As a first step in developing unbiased estimators of Ne, we examined a relatively simple situation and ignored the complex but important features required in practical scenarios, including errors associated with kinship detection and nonrandom sampling. In general, SAs are biased when only limited molecular information is available (e.g., small number or poor quality of genetic markers), and direction of the biases depends on kinship detection algorithm and how to incorporate prior knowledge into the algorithm. Uncertainties of the proposed estimator of Ne due to limited molecular data could be assessed if an algorithm for SAs is incorporated into our framework. It is expected that if nonrandom sampling is caused by a family-correlated sampling scheme, the effective mother size is underestimated because MHS pairs are more likely to be sampled with this sampling scheme than with random sampling. To reduce this bias, the sampling time and location should be varied, or sampling at an early life stage after hatching should be avoided; this may reduce the effect of family-correlated movement that is not addressed in the current theoretical framework.

Contemporary effective population size can provide not only an understanding of genetic health but also an indication of adult size. If the effect of overdispersion c is invariant across years, \(\hat N_{{\mathrm{e}},{\mathrm{1}}}\) may behave as an index of the number of mothers per year, making it possible to determine the temporal trends, since Eq. (13) can be rewritten as

$$\widehat {\left( {\frac{{N - 1}}{c}} \right)} = \hat N_{{\mathrm{e}},{\mathrm{1}}} - 1.$$
(18)

In this case, the proposed index becomes highly informative, particularly for integrating stock assessment in fisheries management using many types of data (e.g., catch data and abundance index data); this leads to more accurate estimation due to the use of fishery-independent data (Ovenden et al. 2015). Recently, Akita (2018) developed a summary statistic that indicates the degree of overdispersion; this statistic is based on the number of MHS pairs and mother–offspring pairs in the sample. The temporal trend of this statistic provides information on whether c is invariant across the years and thus provides criteria for determining whether \(\hat N_{{\mathrm{e}},{\mathrm{1}}}\) behaves as an index of the number of mothers in a population. It should be noted that, if census size is independently obtained, combined with the estimated effective size, we can estimate the magnitude of reproductive variance and potentially the parameter of nonparental variation (i.e., ϕ), which is generally difficult to obtain and can provide unavailable insights into the underlying ecological processes.

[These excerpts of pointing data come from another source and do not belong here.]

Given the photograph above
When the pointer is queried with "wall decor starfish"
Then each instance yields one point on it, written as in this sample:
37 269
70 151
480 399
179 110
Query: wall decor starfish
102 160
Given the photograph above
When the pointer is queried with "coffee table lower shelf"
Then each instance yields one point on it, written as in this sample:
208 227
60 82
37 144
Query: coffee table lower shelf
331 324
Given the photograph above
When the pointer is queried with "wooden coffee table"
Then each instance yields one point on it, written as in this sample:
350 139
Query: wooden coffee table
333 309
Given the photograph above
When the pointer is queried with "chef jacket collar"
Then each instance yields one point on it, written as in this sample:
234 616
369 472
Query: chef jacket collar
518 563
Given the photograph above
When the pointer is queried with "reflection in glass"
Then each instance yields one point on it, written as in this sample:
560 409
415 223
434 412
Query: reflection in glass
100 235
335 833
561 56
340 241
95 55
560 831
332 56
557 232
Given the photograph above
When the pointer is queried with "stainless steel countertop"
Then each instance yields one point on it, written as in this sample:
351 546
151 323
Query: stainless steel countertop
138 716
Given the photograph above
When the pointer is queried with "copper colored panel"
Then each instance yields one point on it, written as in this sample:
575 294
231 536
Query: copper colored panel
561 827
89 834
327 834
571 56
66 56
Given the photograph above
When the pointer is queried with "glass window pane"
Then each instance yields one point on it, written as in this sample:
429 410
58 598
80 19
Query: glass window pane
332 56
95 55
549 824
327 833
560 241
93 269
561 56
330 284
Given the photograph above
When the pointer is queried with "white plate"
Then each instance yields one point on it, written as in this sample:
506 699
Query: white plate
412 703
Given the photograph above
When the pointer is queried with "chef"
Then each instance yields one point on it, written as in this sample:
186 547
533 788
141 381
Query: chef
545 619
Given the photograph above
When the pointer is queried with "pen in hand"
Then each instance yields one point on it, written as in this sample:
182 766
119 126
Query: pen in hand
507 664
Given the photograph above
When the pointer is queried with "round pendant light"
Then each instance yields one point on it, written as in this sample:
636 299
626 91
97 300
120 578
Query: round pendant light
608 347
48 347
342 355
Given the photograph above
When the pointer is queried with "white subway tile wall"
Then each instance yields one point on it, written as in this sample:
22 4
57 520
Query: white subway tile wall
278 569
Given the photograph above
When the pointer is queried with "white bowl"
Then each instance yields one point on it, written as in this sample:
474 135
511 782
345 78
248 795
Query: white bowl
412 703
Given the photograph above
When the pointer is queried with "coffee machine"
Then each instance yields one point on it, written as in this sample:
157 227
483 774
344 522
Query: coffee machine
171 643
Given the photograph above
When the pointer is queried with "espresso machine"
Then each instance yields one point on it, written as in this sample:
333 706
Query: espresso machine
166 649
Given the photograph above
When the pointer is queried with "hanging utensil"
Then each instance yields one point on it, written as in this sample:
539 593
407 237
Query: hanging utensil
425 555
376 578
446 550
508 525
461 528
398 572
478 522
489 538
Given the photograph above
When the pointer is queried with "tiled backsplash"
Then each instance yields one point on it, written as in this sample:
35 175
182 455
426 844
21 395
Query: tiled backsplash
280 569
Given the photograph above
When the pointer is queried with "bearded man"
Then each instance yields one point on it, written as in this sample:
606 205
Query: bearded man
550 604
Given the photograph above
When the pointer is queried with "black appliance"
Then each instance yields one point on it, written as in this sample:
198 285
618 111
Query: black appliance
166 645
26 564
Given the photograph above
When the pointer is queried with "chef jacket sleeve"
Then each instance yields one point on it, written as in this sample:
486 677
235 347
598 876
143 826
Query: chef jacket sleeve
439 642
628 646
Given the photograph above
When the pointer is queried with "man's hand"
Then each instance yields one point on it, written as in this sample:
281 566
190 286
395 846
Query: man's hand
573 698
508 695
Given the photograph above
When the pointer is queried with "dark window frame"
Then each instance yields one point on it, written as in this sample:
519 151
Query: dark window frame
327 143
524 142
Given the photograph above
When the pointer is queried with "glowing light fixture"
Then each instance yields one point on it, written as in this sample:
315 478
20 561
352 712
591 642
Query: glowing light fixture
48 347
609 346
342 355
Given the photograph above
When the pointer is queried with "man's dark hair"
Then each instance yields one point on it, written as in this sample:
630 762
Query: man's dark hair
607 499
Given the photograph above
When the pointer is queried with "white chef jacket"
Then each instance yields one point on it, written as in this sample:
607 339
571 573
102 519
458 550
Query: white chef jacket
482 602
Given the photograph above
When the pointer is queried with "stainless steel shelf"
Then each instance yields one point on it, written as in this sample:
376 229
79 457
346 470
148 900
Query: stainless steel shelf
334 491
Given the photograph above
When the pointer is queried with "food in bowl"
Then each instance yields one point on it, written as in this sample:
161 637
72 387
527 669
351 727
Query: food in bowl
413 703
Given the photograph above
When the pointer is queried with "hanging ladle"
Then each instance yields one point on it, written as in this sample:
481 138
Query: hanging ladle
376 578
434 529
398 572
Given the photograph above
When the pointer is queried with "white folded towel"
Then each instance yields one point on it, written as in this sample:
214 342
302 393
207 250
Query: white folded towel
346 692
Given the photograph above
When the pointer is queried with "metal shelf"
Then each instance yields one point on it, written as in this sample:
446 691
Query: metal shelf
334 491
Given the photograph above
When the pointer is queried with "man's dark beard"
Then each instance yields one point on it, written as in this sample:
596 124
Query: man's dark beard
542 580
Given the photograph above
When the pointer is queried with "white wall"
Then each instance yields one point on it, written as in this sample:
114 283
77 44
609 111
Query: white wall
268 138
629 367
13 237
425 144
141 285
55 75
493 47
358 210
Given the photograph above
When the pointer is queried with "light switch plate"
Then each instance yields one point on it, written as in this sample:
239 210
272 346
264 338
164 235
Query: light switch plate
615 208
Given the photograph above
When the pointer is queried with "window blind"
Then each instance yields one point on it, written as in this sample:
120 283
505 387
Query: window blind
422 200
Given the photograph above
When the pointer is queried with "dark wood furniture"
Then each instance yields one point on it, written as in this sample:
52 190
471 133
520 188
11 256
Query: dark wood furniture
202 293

Finally, we note the theoretical connection of our results to the ratio of effective mother size to census size, Ne/N. A number of studies have demonstrated that the ratio of the effective size to the census size (including fathers) in high-fecundity marine species is estimated to fall within 10−3–10−6 (Hauser and Carvalho 2008). In our derivation, Ne/N is approximately equal to 1/c. If there is only parental variation (i.e., c = \({\Bbb E}\)[λ2]/\({\Bbb E}\)[λ]2 = \({\Bbb C}\)\({\Bbb V}\)[λ]2 + 1), c cannot have a large value; thus, the ratio cannot become very small (e.g., <10−3). This theoretical consideration suggests a dominant contribution of nonparental variation to a very small Ne/N, which is consistent with the result in Waples (2016).